The illusion of control gives us security

The illusion of control gives us security

The future tortures us and the past chains us. That is why the present escapes us.

Our brain is an anticipating machine. Throughout the evolutionary process, man has gradually increased his ability to predict, using analogies with the accumulated knowledge of previous experiences, both own and of the ancestors. According to the writer and philosopher José Antonio Marina, There is no more fearful species than human. It is the tribute that we have to pay for our privileged intelligence.

We cannot control the future

The illusion of control is the tendency of human beings to believe that they can control, or at least influence, the results in which they clearly have no influence, such as random events.

Years ago the psychologists Jenkins & Ward (1965) conducted an experiment related to this fact. Two lights were installed on a marker, which could be turned on and off independently. The people of the experiment should try to control which of the two lights would ignite at all times. Two buttons were presented to press and they had to decide in each turn to press or not press, depending on whether they were going to turn on or not. The connections were arranged for each action to light a light with a given probability, so people had no control over them. The subjects were told that there could not be a relationship between their actions and the lights. Subsequently, people were asked how much control they thought about the lights. Even when there was no difference in what they chose, people conferenced surely that they exercised some control over the lights.

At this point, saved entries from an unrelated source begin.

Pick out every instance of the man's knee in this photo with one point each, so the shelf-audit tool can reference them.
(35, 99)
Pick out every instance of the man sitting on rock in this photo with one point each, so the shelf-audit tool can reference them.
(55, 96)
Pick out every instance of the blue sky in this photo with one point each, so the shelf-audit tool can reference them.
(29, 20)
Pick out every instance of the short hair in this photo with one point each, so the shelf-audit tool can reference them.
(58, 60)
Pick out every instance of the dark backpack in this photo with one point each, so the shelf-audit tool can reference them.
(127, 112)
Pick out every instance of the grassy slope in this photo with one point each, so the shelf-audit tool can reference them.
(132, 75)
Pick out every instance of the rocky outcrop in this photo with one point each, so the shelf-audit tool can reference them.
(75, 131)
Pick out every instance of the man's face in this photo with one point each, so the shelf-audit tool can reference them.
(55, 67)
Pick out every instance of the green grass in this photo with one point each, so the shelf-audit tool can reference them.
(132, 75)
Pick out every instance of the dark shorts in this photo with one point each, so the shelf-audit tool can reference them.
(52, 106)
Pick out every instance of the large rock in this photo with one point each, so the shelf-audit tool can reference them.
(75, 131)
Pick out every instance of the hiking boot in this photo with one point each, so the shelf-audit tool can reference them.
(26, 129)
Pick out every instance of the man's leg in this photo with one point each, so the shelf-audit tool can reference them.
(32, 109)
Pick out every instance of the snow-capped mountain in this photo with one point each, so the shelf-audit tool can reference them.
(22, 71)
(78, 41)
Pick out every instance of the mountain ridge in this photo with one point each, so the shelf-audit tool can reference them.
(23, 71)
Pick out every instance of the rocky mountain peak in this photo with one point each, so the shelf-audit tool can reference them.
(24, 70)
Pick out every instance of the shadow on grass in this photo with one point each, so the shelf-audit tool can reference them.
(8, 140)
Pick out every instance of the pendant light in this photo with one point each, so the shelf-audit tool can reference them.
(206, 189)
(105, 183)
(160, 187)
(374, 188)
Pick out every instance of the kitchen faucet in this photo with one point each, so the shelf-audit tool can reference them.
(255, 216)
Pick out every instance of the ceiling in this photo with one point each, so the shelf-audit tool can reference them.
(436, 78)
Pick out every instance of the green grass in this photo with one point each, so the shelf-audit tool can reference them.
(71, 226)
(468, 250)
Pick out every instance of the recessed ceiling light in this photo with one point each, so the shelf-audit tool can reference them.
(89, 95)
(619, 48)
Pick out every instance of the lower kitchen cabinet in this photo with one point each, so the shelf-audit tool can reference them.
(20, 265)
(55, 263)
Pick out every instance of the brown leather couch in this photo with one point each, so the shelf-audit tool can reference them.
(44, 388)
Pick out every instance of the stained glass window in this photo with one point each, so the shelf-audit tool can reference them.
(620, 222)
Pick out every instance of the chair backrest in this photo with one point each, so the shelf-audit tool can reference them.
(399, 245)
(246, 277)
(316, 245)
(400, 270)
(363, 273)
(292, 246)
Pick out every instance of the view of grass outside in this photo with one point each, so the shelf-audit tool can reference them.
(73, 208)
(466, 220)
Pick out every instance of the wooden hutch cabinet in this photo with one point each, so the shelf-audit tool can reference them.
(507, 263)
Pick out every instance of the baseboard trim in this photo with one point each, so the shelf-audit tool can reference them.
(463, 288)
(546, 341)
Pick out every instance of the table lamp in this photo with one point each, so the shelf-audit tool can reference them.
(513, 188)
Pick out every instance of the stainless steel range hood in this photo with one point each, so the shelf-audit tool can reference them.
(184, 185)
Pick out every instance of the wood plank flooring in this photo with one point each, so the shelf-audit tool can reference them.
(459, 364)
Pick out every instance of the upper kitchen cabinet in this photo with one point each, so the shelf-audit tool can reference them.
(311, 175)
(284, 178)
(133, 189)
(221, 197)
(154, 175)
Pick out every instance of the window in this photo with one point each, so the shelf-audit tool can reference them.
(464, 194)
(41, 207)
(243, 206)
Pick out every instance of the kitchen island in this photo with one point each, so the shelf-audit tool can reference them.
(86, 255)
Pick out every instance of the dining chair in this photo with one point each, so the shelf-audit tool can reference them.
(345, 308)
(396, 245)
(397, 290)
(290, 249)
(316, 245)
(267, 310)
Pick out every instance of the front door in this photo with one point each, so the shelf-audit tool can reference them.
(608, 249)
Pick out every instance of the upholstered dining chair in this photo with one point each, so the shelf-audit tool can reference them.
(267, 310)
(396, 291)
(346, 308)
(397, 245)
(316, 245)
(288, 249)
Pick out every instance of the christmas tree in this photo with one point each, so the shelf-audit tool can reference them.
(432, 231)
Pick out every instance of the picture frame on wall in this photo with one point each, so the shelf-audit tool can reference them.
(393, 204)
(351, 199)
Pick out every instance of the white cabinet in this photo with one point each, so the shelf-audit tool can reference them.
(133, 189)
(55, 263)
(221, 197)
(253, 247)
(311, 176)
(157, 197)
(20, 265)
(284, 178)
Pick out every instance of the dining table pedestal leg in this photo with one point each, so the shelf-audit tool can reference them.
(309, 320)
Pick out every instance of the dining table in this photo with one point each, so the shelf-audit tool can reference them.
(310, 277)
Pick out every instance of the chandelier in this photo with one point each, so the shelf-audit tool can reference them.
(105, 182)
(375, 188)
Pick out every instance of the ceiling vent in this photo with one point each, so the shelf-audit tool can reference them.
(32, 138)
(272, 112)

Of Somehow we all try to make sense of life by building a coherent story based on cause and effect relationships. We tell ourselves, and we tell others, that something happened because we did this or that; But unfortunately the link between cause and effect is usually more dim than we like to think and each event can have countless causes.

A very entrenched belief is the one that drives us to think that if we behave well, if we eat the right and in moderation, if we exercise regularly, etc., We will be rewarded with a long and healthy life. However, it is not necessarily like that. We constantly make plans that never come out as we had planned. As an old saying goes "if you want to make God laugh, tell you your plans". They need to put us in perspective.

In search of our dreams

Since childhood we have been educated and prepared to mark objectives, I stop working on the actions that lead to these objectives, however, how many times do we fail to achieve our goals? How many times are we trying to control a future that we cannot predict? How many things do not come out as we had thought they would come out?

So, if we don't know the future, much less can we control it. We like to think that we do it, but it is not true. And yet we continue to believe in the illusion of control. We face a chaotic and complex world and try to control it in all possible ways.

But we do not control as much as we would like, neither from the outside world nor of our internal jurisdiction. And yet, we live as if everything depended on us ... Thus, we have a tendency to feel guilty when things do not go well, to disappoint us when our expectations are not met, to break our heads investigating the things of things, when all this is hide in the inscrutable designs of chance. Indeed, we know many things, but we have an innate tendency to think that we know a little more than we really know, If we were more humble about our control capacity, we would suffer less.

Prosocial behavior in children and their benefits

The usefulness of anticipating

On the one hand, this faculty to be predictors constitutes invaluable help for survival, since it allows to avoid danger even before it manifests. It is also a resource to learn, as well as to plan projects and create means to achieve future goals. But this ability also causes any of our most obvious failures.

For some, precisely the ability to anticipate is what catches many in vicious circles of concern. By living between memory and imagination, between the ghosts of the past and the future, old dangers are revived or new threats are invented. It is easy then to confuse fantasy with reality and suffer terribly due to the uncertainty of what may happen.